Refiners See Little Benefit To Opening Petroleum Reserve
September 22, 2000
Al Gore is urging President Clinton to release oil from the nation's Strategic Petroleum Reserve. But refinery managers say the move would have little impact on supplies of home heating oil because oil refineries are already running at near peak capacity.
- Refineries are running at 95 percent of capacity nationally and at 96.5 percent in the Gulf Coast region where the government's reserves are located.
- Refining capacity is tight because no new refineries have been built since the 1970s.
- Instead, the industry has spent $7 billion during the last decade to comply with stringent federal environmental rules, analysts say.
If Clinton agrees to the release, the amount would probably be about 1 million barrels a day, which could push the price of crude down about 10 percent to 15 percent temporarily. However, in response, some Middle East countries might reduce production to maintain prices.
The strategic reserve exists as an emergency supply in case of a major supply disruption or war, notes George W. Bush -- not as an aid in manipulating oil prices. It was created 24 years ago in response to the Middle East oil embargo and has not been tapped since the 1991 Persian Gulf War.
- The reserve currently hold 571 million barrels of unrefined, crude oil.
- The oil is stored in about 50 caverns leached out of salt domes.
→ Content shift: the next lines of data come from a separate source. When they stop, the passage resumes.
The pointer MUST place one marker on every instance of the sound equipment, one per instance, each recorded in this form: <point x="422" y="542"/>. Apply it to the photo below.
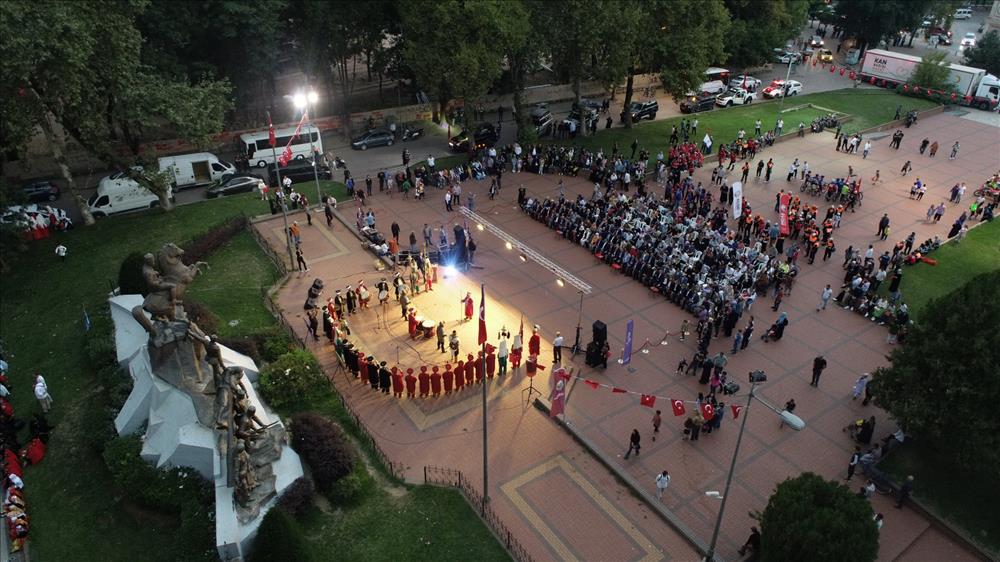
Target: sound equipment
<point x="600" y="332"/>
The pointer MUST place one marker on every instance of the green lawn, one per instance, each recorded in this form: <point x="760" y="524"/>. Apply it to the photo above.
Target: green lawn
<point x="966" y="499"/>
<point x="957" y="263"/>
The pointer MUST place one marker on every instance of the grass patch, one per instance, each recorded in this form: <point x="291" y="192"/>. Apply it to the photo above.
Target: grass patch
<point x="963" y="498"/>
<point x="957" y="263"/>
<point x="231" y="287"/>
<point x="426" y="523"/>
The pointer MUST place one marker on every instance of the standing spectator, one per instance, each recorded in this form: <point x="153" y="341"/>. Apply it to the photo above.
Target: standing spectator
<point x="819" y="363"/>
<point x="42" y="393"/>
<point x="662" y="481"/>
<point x="633" y="443"/>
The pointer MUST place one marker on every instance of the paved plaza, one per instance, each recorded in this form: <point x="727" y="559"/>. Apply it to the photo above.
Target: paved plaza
<point x="559" y="500"/>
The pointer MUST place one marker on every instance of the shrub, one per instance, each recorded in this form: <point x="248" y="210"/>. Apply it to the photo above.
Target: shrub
<point x="213" y="239"/>
<point x="130" y="280"/>
<point x="279" y="538"/>
<point x="297" y="497"/>
<point x="353" y="488"/>
<point x="323" y="446"/>
<point x="294" y="377"/>
<point x="201" y="315"/>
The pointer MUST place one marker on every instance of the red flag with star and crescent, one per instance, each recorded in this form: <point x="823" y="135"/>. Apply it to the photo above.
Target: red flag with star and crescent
<point x="482" y="315"/>
<point x="678" y="407"/>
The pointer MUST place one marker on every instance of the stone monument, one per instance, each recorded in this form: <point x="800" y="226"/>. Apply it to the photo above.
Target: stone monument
<point x="196" y="400"/>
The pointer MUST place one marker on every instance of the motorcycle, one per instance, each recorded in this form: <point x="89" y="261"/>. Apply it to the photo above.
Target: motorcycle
<point x="411" y="134"/>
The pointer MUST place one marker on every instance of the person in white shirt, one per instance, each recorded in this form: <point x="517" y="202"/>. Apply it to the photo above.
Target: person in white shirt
<point x="557" y="348"/>
<point x="662" y="481"/>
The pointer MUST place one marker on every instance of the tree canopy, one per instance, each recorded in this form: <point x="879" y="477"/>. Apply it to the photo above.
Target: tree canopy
<point x="809" y="518"/>
<point x="944" y="377"/>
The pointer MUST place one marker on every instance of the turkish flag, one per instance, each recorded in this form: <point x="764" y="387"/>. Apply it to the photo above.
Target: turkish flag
<point x="482" y="315"/>
<point x="707" y="411"/>
<point x="678" y="406"/>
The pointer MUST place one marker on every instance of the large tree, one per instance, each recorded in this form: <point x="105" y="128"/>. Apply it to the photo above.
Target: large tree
<point x="986" y="54"/>
<point x="944" y="378"/>
<point x="809" y="518"/>
<point x="757" y="28"/>
<point x="72" y="69"/>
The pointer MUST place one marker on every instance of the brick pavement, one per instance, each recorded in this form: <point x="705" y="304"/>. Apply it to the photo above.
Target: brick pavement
<point x="530" y="456"/>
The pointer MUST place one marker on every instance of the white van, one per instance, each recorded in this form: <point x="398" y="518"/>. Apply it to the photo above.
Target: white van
<point x="200" y="168"/>
<point x="117" y="194"/>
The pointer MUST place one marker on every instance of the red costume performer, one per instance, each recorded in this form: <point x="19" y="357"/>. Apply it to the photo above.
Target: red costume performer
<point x="425" y="382"/>
<point x="397" y="382"/>
<point x="468" y="306"/>
<point x="449" y="378"/>
<point x="470" y="370"/>
<point x="435" y="381"/>
<point x="411" y="383"/>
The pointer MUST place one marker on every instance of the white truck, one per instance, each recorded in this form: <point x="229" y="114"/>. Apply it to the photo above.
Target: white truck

- Former Deputy Secretary of Energy Henson Moore told the White House Bulletin that "those reservoirs were not built to withstand a constant inflow and outflow of oil....Every time you move oil in and out of them, you're decreasing the lifespan for the reservoir."
The release is opposed by Treasury Secretary Lawrence Summers and Federal Reserve Board Chairman Alan Greenspan, according to a Summers memo to Clinton.
Sources: Alexei Barrionuevo, "Tapping the Strategic Petroleum Reserve Would Do Little for Heating Oil Supplies," Wall Street Journal; and Editorial, "Who'll Solve the 'Crisis'?" Investor's Business Daily, both on September 22, 2000; "Former Energy Official Sees Gore's Proposals As Ineffectual in Dealing with Underlying Crisis," White House Bulletin, September 21, 2000.